In a society filled with the wrong ideas about self-worth, it is nice that this film does some things right. Meg starts out in the film as a girl constantly wishing to be other than she is. She is someone who feels ugly, misplaced, and completely alone. As far as she is concerned, she has too many faults and hardly any strengths at all.
As she travels outside the world, she slowly comes to realize that she was made with purpose. As Mrs. Which so eloquently says, "Do you realize how many events, choices, that had to occur since the birth of our universe, leading up to the making of you? Just exactly the way you are."
When Meg has a chance to be all she wanted originally, she turns it down, knowing her vision could never be as good as the person she was created to be.
The film also touches on family priorities. Meg's father apologizes to her by saying, "I wanted to shake hands with the universe, but I should have been holding yours."

Despite those beautiful things in the film, what starts as a theme about self-worth quickly turns into one about self worship. At one point Meg tries to demand her brother's love by saying that he should love her because she deserves to be loved. Not only that, but when the terrible evil of the story is destroyed, Meg is made out to be the sole hero, with no thought at all to her brother's love for her as well as her love for him. Love defeated the evil. Nothing else worked, yet Mrs. Whatsit even goes so far as to compliment Meg's faults themselves by saying, "Such beautiful faults."
Other problems abound in the film. The ladies are nothing like the wise beings of light in the book; they focus on the beauty of the 'inner star' instead of true light, the light of goodness unstained by evil. There is a moment where Mrs. Whatsit twirls out of all her clothes before transforming. (The camera only shows her bare shoulders, but the idea comes across.) The actual evil of Camazotz is altered to make it seem only peculiar, but not evil, at least not until the "all powerful" It appears on screen.

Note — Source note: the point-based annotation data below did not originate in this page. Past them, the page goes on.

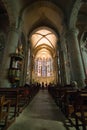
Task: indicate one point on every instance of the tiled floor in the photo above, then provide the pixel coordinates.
(41, 114)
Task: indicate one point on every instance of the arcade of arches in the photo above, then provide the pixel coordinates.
(43, 41)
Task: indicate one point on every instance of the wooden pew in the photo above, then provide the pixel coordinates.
(13, 95)
(80, 110)
(4, 110)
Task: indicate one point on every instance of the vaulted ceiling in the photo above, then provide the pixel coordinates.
(55, 14)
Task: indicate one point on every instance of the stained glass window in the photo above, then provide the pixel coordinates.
(43, 67)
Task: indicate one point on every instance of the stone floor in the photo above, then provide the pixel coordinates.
(41, 114)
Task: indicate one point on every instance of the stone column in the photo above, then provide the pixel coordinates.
(24, 76)
(66, 72)
(12, 41)
(75, 57)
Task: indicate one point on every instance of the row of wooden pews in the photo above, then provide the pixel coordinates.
(13, 101)
(73, 103)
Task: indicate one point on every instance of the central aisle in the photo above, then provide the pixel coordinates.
(41, 114)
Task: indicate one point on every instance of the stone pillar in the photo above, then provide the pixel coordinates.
(12, 41)
(66, 68)
(75, 57)
(24, 76)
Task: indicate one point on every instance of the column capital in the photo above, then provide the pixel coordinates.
(13, 28)
(72, 31)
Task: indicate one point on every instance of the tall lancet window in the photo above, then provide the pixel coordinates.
(43, 67)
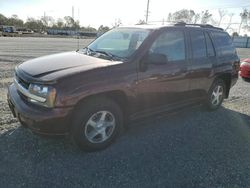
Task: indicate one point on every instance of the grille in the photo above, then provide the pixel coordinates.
(22, 82)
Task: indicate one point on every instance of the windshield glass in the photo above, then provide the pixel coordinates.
(121, 42)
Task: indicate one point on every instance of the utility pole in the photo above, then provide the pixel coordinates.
(147, 13)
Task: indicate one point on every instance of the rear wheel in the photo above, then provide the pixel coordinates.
(216, 95)
(96, 124)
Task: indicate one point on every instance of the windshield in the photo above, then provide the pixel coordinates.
(121, 42)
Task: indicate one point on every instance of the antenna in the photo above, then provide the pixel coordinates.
(147, 12)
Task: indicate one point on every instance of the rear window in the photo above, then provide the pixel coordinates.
(223, 43)
(198, 44)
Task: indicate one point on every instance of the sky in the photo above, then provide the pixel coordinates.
(106, 12)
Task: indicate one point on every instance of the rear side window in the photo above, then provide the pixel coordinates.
(198, 44)
(171, 44)
(210, 47)
(223, 43)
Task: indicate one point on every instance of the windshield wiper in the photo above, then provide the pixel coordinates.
(110, 56)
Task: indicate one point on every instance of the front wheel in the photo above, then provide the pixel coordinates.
(96, 124)
(216, 95)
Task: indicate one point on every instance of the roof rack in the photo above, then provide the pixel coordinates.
(199, 25)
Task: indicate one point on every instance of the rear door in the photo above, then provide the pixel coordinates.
(203, 60)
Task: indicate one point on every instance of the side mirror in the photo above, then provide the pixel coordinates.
(156, 59)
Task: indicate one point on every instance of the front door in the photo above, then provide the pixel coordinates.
(164, 83)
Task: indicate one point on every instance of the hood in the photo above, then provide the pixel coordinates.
(62, 64)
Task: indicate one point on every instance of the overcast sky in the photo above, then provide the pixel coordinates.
(97, 12)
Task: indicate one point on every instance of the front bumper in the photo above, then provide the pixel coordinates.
(55, 121)
(245, 71)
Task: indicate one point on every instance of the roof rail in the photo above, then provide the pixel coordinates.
(199, 25)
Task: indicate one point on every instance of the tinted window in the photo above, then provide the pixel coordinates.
(198, 44)
(171, 44)
(223, 43)
(210, 47)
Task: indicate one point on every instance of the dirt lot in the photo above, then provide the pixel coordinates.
(192, 148)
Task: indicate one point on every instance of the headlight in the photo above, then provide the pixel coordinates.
(43, 95)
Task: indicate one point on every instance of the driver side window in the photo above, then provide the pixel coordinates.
(171, 44)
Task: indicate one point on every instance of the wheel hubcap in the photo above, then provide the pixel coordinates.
(217, 95)
(100, 127)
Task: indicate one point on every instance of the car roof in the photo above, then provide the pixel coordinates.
(169, 25)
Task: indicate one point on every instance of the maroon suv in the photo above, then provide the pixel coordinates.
(127, 73)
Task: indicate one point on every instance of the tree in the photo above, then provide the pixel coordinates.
(141, 22)
(235, 34)
(15, 21)
(196, 18)
(244, 17)
(59, 23)
(117, 23)
(183, 15)
(103, 29)
(71, 23)
(230, 21)
(169, 19)
(205, 17)
(34, 24)
(222, 14)
(3, 20)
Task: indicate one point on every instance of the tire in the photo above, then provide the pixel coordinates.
(96, 124)
(216, 95)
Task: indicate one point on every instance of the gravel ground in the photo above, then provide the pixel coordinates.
(191, 148)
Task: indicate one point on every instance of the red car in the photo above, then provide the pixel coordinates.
(245, 68)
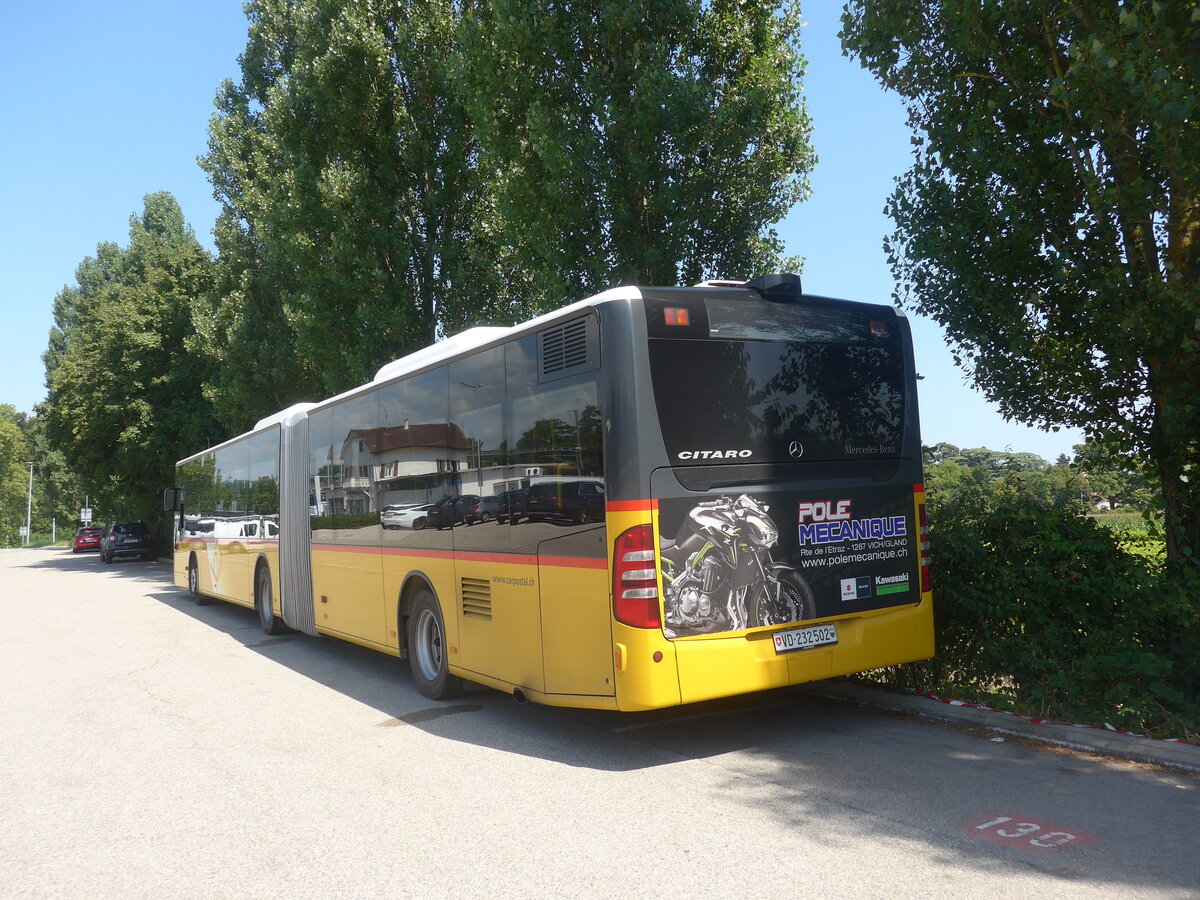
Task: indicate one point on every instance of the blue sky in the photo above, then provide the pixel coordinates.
(107, 102)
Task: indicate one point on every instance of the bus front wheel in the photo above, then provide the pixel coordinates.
(427, 648)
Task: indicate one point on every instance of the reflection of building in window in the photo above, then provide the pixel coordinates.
(411, 462)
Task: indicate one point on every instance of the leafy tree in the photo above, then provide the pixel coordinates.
(393, 173)
(15, 456)
(58, 495)
(124, 399)
(1110, 475)
(357, 226)
(639, 141)
(1051, 219)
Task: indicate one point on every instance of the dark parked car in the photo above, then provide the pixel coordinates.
(443, 514)
(511, 504)
(87, 539)
(479, 509)
(124, 540)
(581, 502)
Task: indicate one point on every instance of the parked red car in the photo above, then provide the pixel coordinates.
(87, 539)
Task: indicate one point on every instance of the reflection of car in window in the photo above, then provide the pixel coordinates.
(409, 516)
(511, 504)
(480, 509)
(581, 502)
(394, 515)
(442, 514)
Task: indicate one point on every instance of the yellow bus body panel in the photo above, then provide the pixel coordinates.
(347, 586)
(576, 628)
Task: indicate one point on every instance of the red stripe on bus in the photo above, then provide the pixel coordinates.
(633, 505)
(473, 556)
(574, 562)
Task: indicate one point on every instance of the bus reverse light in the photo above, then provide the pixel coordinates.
(635, 579)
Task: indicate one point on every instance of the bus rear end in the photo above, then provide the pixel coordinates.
(772, 531)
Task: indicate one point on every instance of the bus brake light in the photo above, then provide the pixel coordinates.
(923, 522)
(635, 579)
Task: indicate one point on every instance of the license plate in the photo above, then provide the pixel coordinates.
(803, 639)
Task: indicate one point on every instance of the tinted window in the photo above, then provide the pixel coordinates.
(771, 401)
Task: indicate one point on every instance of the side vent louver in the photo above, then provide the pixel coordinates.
(567, 349)
(477, 598)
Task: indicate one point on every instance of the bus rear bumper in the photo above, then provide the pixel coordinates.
(720, 667)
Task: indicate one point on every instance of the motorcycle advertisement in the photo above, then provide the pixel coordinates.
(738, 561)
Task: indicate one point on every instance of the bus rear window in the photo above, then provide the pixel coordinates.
(753, 401)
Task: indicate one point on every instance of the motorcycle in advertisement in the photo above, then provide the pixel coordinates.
(748, 561)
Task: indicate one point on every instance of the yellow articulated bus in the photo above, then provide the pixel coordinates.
(655, 496)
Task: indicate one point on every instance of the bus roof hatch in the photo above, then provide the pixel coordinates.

Some people could complain that the action/danger scenes added to the story (e.g. Meg's friend, Calvin, falling hundreds of feet while they try to catch him) only serve to waste time and weaken the story, but that is not a large issue at all, just a personal preference.

Storm Reid did a superb job acting her part, and a few of the other actors were very good as well. That said, there have been modern films based off really good books, and despite annoying changes to characters, added amounts of action/violence, etc.etc. etc. the films have kept deep themes that make them worthwhile overall. (Examples of those are The Eagle off the book The Eagle of the Ninth, The Lord of the Rings Trilogy, and The Hobbit trilogy.) Sadly, A Wrinkle in Time is not one of those.